Sammy sucked on her thumb. She seemed uncertain.
“Of course we can!” I said. “We’re not stupid. Just think how proud Mum will be when she gets back and we tell her all the things we’ve done!”
“Such as what?” said Tizz. “Eating toast and marge and Rice Krispies with marmalade?”
I scowled at her, over Sammy’s head.
“I only asked,” said Tizz.
I said, “Well, don’t! Have a bit of imagination.”
Tizz hunched a shoulder.
“Can we stay up late?” said Sammy. “And watch whatever we like on TV?”
“You’ve got it,” said Tizz.
She really wasn’t helping. I said, “Maybe just now and again. Not all the time, though, cos that wouldn’t be right. Mum wouldn’t like it if we did that.”
“Will she be here for my birthday?”
“She might,” I said. “But if not, we’ll have a big bash when she gets back.”

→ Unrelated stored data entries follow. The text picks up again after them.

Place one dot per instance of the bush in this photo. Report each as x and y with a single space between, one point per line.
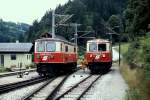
134 94
132 52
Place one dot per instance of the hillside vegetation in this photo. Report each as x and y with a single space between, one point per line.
10 32
94 15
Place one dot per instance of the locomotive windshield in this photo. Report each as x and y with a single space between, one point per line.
101 47
40 47
93 47
51 46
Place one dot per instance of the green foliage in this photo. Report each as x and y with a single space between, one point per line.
137 17
132 52
92 14
139 52
10 31
134 94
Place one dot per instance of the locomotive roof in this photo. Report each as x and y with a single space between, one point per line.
15 47
99 41
54 39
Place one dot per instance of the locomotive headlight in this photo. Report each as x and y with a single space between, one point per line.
103 55
38 56
91 55
97 56
45 58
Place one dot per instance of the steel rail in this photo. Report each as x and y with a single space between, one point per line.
69 90
28 97
13 86
15 73
54 92
79 98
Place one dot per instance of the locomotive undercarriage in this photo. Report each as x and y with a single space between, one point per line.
52 69
99 67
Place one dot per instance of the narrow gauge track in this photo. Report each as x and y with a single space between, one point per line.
12 86
15 73
78 90
46 89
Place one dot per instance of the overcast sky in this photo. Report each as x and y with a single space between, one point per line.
26 10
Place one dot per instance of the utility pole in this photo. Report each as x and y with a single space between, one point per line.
76 34
53 24
67 17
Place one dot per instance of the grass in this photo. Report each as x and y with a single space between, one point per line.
2 69
133 77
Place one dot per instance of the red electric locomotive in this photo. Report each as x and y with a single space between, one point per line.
53 55
99 55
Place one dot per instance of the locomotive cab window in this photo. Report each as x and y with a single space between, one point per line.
40 47
101 47
93 47
51 46
66 48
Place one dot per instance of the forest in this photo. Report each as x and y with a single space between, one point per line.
10 31
128 18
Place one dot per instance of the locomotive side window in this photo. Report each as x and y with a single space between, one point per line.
51 46
101 47
40 47
66 48
93 47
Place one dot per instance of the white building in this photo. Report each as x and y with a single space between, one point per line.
14 55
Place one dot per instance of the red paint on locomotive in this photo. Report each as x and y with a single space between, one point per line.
54 54
98 54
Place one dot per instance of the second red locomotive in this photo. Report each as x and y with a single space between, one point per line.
53 55
99 55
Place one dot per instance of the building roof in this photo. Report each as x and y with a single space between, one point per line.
99 40
15 47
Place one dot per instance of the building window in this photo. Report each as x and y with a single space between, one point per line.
66 48
13 56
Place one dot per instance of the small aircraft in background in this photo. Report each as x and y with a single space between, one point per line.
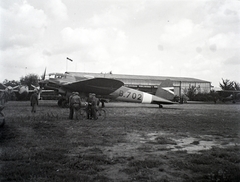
105 89
229 95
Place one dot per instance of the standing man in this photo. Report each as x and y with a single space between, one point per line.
89 106
34 101
74 103
94 106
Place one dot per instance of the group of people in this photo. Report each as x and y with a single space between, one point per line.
74 104
92 105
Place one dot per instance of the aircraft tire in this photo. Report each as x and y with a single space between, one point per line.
64 103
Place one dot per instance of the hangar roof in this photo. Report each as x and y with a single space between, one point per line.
137 77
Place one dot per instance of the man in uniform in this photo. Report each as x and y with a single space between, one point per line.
74 103
94 106
34 101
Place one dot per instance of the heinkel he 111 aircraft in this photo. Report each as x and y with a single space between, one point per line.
105 89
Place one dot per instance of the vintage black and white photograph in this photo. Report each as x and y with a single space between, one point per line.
120 90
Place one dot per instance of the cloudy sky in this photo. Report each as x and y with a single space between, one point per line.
185 38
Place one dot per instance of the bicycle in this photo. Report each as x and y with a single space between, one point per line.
82 114
2 117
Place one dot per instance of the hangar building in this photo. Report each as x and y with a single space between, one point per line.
150 83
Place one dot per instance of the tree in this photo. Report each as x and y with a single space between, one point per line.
236 85
31 79
227 85
11 83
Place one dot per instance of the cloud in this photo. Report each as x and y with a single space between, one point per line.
57 9
22 25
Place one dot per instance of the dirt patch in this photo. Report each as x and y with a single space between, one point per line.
189 142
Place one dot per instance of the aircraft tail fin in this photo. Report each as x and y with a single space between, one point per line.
166 90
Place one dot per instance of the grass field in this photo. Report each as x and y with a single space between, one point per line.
189 142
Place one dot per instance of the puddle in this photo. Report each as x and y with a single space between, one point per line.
163 142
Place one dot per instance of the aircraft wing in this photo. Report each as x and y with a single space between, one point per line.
99 86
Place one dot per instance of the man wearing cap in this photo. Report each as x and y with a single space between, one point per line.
34 101
74 103
94 106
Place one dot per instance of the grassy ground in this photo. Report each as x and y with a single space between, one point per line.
189 142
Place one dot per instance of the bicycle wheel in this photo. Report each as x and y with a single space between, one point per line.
2 119
101 114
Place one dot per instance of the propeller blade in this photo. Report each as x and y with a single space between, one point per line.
44 74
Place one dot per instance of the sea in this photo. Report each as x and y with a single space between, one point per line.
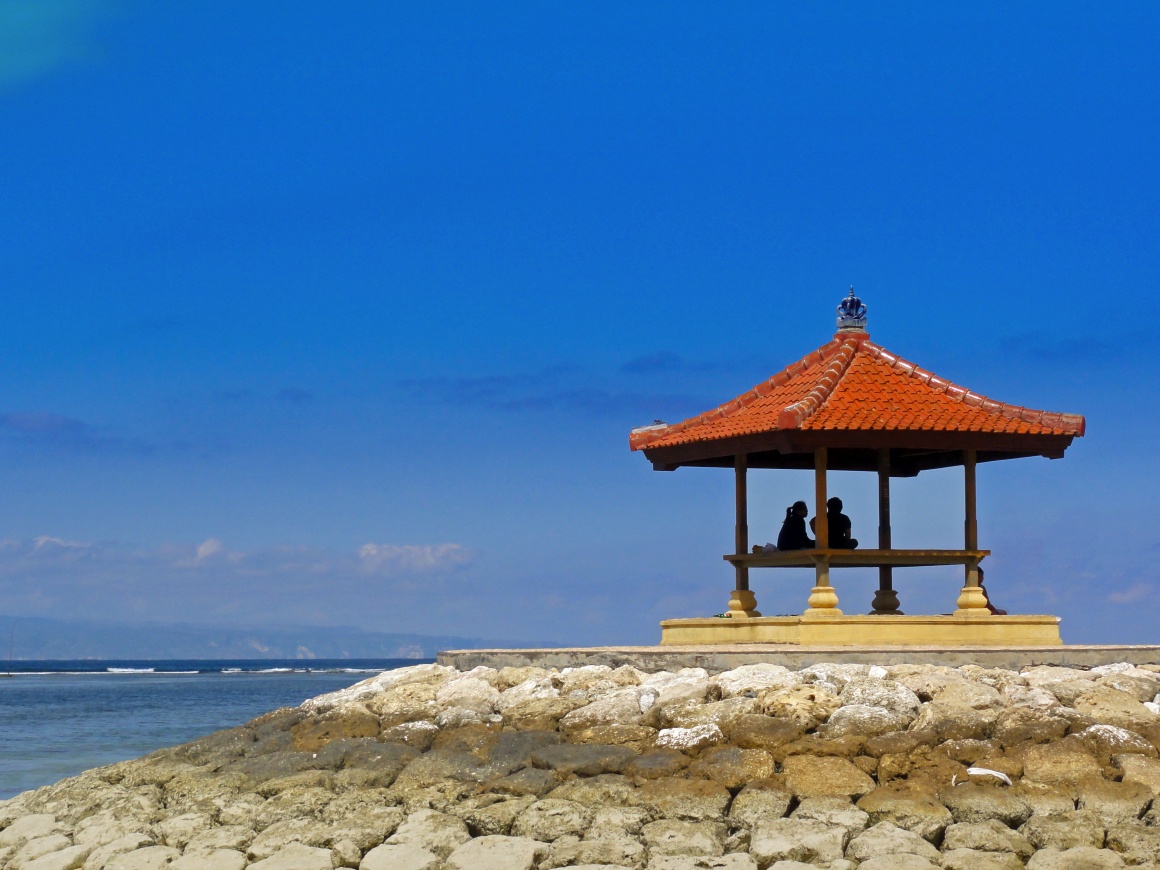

“Seems to me,” said Tizz, “before we start thinking about birthdays we ought to find out if there’s any money anywhere.”
I knew that she was right. If we didn’t have any money, I couldn’t think what we would do.
First off, we looked in the saucer on the kitchen windowsill where Mum sometimes kept bits and pieces of change. There was a little bit in there. We set Sammy to counting it. Proudly she announced that it came to “£3 and 20p.” Meanwhile, I had £2 in my purse, and Tizz produced a fiver. I said, “Wow!”
“I was saving it,” said Tizz.
“That’s all right,” I said. “Mum’ll give it back.”